Tuesday: Indexes were mixed and they will need to follow through if the upside is to gain any real momentum. The SP500 and NASDAQ closed flat to lower on the day. Banks started earnings with some positive data. There is no lack of issues on the table each taking their respective turn in the spotlight. We will be patient to let this unfold as the pattern and consolidation still show an upside bias with specific weaknesses. For the day seven of the eleven sectors closed in positive territory. The leadership came from energy. Watching how technology and consumer discretionary unfold as they need to provide leadership. Sector laggards remain with some testing near support. Interest rates above 4.8% again. Economic data is confirming the ugly outlook. I would expect the data to remain negative with the only real caveat being how negative it will be. We have put money to work short term based on the technical moves and we continue to manage risk and take what the markets give. Remember all moves at this point are relief rallies and we will treat them as such until they validate otherwise.

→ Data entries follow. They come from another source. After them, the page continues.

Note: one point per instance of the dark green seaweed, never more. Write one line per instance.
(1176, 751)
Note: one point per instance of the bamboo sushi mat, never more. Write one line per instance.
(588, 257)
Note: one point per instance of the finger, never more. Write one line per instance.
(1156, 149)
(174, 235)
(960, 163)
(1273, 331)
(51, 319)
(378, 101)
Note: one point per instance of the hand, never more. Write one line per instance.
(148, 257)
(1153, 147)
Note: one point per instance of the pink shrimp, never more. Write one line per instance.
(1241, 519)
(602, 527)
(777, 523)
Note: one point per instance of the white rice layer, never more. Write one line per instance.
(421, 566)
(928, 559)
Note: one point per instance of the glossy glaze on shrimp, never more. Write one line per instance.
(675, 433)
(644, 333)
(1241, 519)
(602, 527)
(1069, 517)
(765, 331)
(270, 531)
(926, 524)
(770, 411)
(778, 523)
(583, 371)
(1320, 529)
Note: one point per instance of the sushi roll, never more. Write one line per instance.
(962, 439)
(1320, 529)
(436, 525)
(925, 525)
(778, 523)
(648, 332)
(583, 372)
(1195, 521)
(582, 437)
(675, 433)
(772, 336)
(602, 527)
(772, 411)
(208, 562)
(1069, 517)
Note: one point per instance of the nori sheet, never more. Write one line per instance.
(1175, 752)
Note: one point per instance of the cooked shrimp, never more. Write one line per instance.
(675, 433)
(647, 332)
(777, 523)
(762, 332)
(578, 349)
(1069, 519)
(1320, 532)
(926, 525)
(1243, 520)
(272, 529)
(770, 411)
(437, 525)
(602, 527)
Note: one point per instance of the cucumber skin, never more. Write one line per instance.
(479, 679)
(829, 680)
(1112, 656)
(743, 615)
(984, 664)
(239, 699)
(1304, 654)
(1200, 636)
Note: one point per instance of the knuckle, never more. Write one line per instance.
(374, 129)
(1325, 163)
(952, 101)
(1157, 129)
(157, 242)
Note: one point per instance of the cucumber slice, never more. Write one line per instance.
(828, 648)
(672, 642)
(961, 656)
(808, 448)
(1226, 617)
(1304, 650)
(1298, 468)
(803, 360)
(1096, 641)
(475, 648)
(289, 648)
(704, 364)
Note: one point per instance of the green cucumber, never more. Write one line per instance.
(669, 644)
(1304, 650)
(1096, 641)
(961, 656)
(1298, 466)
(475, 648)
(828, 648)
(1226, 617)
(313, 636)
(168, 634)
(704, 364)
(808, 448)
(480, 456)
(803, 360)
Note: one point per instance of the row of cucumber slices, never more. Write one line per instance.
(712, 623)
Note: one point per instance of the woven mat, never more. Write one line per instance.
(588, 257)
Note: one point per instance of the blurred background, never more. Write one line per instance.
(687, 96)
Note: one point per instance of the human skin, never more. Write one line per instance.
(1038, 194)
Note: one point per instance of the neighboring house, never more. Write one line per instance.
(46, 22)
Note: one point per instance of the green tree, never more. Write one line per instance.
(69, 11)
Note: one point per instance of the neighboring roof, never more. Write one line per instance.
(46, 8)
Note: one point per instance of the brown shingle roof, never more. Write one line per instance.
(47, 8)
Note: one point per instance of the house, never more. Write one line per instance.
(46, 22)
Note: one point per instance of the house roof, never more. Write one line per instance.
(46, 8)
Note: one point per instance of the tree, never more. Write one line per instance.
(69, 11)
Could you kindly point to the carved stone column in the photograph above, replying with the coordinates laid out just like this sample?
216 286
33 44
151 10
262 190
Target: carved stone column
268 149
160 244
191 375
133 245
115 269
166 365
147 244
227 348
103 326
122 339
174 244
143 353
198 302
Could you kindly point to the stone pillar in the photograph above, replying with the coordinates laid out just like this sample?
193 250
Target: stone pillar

Explore the following links for new pages that dig into data both In & Outside the markets. Jim’s insights highlight potential opportunities emerging from the current market environment. The pages also discuss the Reality of closed opportunities, whether they proved profitable or fell short of our expectations.
Decide what you’re doing before the market opens based on your beliefs. Entry. Exit. Target. Define the risk of the position. Nothing more… Nothing less.
“Vision without action is a daydream… Action without vision is a nightmare.” Japanese proverb
The goal of these notes is to allow you, the investor, to learn how to see the market development as the progression through the sector develops based on news, speculation, and data. Data drives long-term results and develops trends… speculation and news are short-term drivers and offer higher-risk trading opportunities. Through the use of both technical and fundamental data, we can have greater confidence in our trading strategies with a disciplined approach to investing and managing the risk of our money.